Pas perdus
ÉPHÉMÉRIDES
4 février. — Boum ! Mardi gras. Il est sinistre ; non par l’absence à peu près absolue de masques, mais par l’effroyable tristesse de l’incommensurable foule qui piétine le long des boulevards, laissant désertes toutes les autres voies. Cette multitude d’infortunés n’est pas même descendue, comme naguère, dans l’espoir de pêcher entre les pavés fangeux quelques lambeaux de cette vieille gaîté française dont l’entretinrent nos arrière-grands-parents, ainsi que d’une chose lointaine déjà. Plus d’illusions, elle n’attend plus rien, elle n’espère plus. Pourquoi descend-elle ? Pour se fuir elle-même : tel « l’homme des foules » d’Edgar Poë. Ces grands boulevards prennent quelque chose d’un cercle inédit de l’Enfer, où comme l’écrivait Berlioz sous la République deuxième, la Démocratie promène son rouleau de bronze[3].

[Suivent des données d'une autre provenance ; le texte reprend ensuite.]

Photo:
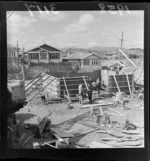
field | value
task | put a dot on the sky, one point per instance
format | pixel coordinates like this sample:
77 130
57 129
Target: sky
81 29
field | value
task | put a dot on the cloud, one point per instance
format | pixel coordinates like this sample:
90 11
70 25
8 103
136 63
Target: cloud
16 23
19 28
81 25
93 44
52 17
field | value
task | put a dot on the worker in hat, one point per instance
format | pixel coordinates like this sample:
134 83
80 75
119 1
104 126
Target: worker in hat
80 93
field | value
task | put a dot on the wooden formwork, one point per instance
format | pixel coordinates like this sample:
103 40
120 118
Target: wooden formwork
122 81
71 84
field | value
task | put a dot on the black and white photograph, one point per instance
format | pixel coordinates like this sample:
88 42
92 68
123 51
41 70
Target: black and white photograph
75 79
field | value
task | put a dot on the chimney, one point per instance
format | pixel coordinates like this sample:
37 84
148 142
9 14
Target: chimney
68 54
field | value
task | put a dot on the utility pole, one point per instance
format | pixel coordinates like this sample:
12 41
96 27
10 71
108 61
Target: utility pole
23 66
121 45
17 55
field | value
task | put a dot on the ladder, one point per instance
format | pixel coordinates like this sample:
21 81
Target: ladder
116 83
129 84
48 76
33 79
26 89
66 88
41 90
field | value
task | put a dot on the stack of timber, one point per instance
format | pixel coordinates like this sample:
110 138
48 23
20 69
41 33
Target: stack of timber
118 83
122 83
69 86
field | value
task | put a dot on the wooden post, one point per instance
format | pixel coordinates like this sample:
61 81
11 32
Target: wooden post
66 88
128 58
128 84
116 83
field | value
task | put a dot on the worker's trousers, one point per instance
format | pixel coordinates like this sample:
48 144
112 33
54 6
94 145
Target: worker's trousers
80 99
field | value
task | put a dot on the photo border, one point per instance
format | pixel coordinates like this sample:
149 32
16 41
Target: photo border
72 154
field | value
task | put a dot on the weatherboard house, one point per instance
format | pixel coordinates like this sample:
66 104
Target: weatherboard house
44 54
86 62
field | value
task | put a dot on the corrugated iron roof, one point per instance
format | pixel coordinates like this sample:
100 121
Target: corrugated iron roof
81 55
45 47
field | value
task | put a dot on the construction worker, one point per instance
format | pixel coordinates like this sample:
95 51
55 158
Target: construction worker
103 86
90 88
80 93
98 82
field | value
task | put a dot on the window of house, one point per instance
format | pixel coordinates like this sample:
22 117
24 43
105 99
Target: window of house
43 55
86 62
53 55
95 61
33 56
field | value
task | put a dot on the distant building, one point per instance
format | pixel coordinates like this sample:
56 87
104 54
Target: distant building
85 61
12 55
44 54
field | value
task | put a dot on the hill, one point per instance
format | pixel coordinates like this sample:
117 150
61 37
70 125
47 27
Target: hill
103 51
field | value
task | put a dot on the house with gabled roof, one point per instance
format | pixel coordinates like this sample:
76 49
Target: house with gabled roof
86 62
44 54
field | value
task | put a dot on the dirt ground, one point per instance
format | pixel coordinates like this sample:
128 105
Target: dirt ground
73 120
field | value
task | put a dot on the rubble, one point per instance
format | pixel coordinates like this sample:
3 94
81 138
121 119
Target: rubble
52 118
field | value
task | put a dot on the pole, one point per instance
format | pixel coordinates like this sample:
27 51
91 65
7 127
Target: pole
127 58
121 45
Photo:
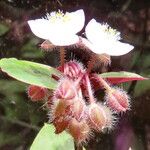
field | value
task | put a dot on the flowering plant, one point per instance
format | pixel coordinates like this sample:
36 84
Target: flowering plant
69 90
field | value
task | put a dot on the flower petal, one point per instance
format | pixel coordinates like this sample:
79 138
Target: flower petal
40 27
77 20
118 48
93 32
94 48
64 40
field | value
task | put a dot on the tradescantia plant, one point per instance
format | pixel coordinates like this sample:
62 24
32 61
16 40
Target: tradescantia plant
68 90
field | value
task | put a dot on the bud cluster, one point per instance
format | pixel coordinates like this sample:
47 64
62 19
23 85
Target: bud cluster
73 106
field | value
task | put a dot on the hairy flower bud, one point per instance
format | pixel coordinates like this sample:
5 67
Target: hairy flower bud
79 130
118 100
36 93
97 117
72 69
66 89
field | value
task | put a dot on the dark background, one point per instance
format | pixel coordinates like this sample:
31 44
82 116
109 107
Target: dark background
21 119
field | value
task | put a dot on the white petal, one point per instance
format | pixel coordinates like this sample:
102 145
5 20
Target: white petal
77 20
64 40
40 27
118 48
93 32
92 47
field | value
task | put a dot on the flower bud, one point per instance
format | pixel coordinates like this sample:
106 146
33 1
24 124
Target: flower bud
79 130
118 100
97 117
36 93
78 109
72 69
65 90
60 124
110 118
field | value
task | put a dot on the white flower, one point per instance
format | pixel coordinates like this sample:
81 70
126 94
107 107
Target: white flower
104 39
59 28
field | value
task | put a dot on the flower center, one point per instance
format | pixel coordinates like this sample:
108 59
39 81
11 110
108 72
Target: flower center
58 16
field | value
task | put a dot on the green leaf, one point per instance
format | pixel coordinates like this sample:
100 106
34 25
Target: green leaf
30 72
48 140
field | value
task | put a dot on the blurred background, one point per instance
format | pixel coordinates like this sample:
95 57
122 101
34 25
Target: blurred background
21 119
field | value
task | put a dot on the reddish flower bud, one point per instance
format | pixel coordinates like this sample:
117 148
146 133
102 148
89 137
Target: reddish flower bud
80 131
65 90
110 118
118 100
97 117
60 124
72 69
78 109
36 93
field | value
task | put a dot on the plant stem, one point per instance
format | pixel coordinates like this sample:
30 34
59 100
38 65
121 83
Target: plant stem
62 55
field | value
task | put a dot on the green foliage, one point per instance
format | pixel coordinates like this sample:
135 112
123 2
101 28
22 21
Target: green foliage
29 72
48 140
3 29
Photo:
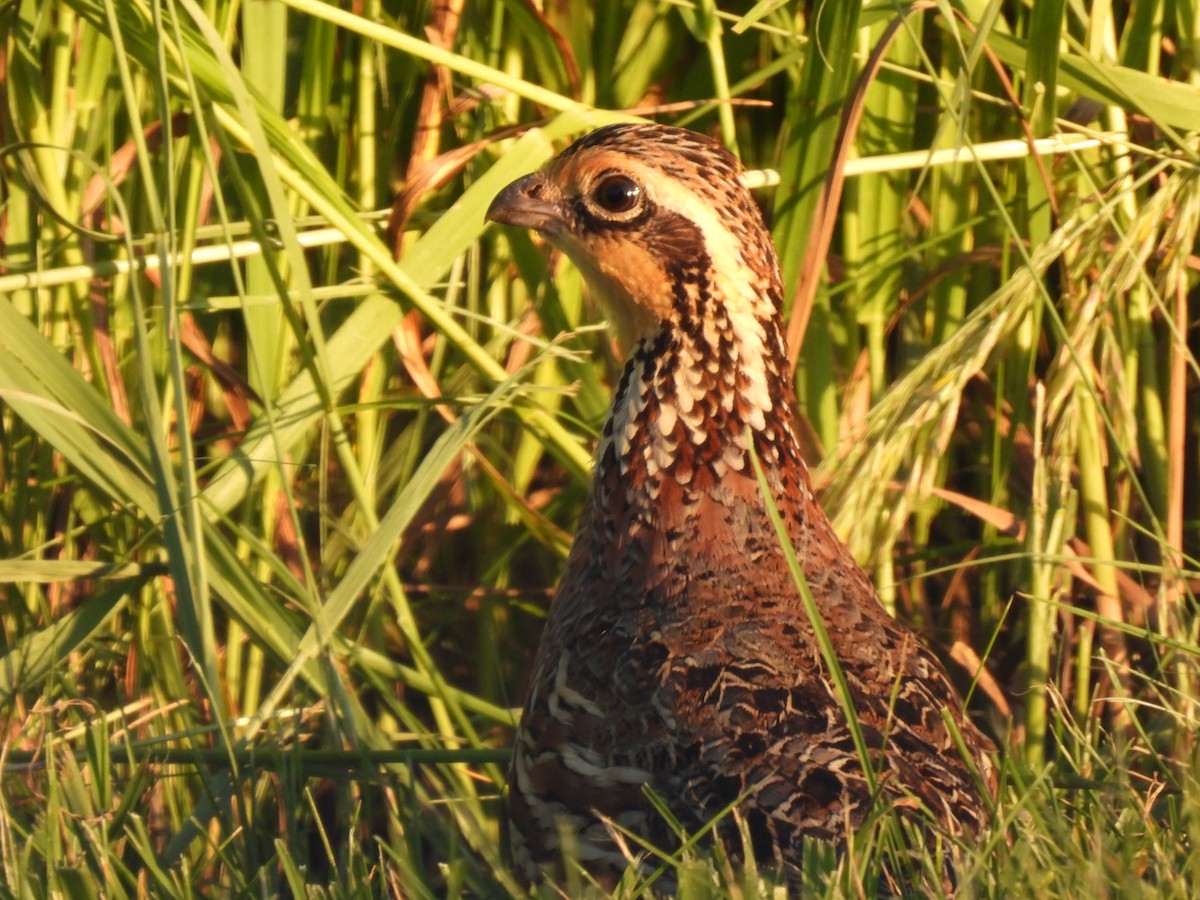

[3] Le texte : « La République passe en ce moment son rouleau de bronze sur l’Europe. » (Préface des Mémoires)… L’Europe s’est ressaisie…
Comment se retenir de penser à ces périodes de réjouissances énormes, qui jadis séparaient les semaines recueillies de l’Avent (Rorate, cœli, de super ; et nubes pluant Justum !) des austérités par quoi le Carême nous méritait l’explosion de la joie pascale : la Saint-Nicolas, Noël, les Saints-Innocents, Sainte-Geneviève, fêtes des Fous et de l’Ane, Épiphanie, Chandeleur, Saint-Valentin, Mardi gras, Mardi-gras ! Et les magiques divertissements et « momons » de Molière prennent soudain leur sens nostalgique où Verlaine, hélas ! n’a plus rien à voir :
Cependant imperturbables, les employés des mairies enregistrent les déclarations des citoyens se venant, comme chaque année, faire inscrire sur les listes électorales : ce soir expirent les délais impartis. Or un quidam s’est présenté orné d’un faux nez énorme, rubescent et turgescent. Les scribes retenaient leur sérieux à grand’peine, et le chef du service ne savait trop que faire, les règlements non plus que la Déclaration des Droits de l’Homme et du Citoyen n’ayant osé prévoir cet attentat à la majesté du Suffrage Universel : justement ce que répondait obstinément le facétieux aux électeurs conscients, dont quelques-uns riaient, mais dont s’indignaient le plus grand nombre. Et cette indignation décida le scribe en chef, homme spirituel : « Monsieur, prononça-t-il, le livret militaire que vous venez de m’exhiber, porte en signalement : Nez ordinaire ; je ne saurais donc vous inscrire, et mieux, je me demande si je ne dois pas vous poursuivre comme soupçonné d’avoir dérobé ledit livret ! » Le délinquant dut extirper son appendice. Il tint d’ailleurs, à fournir le dernier mot : « Je compte me présenter aux élections prochaines, et voilà pourquoi je me suis muni d’un faux nez ! »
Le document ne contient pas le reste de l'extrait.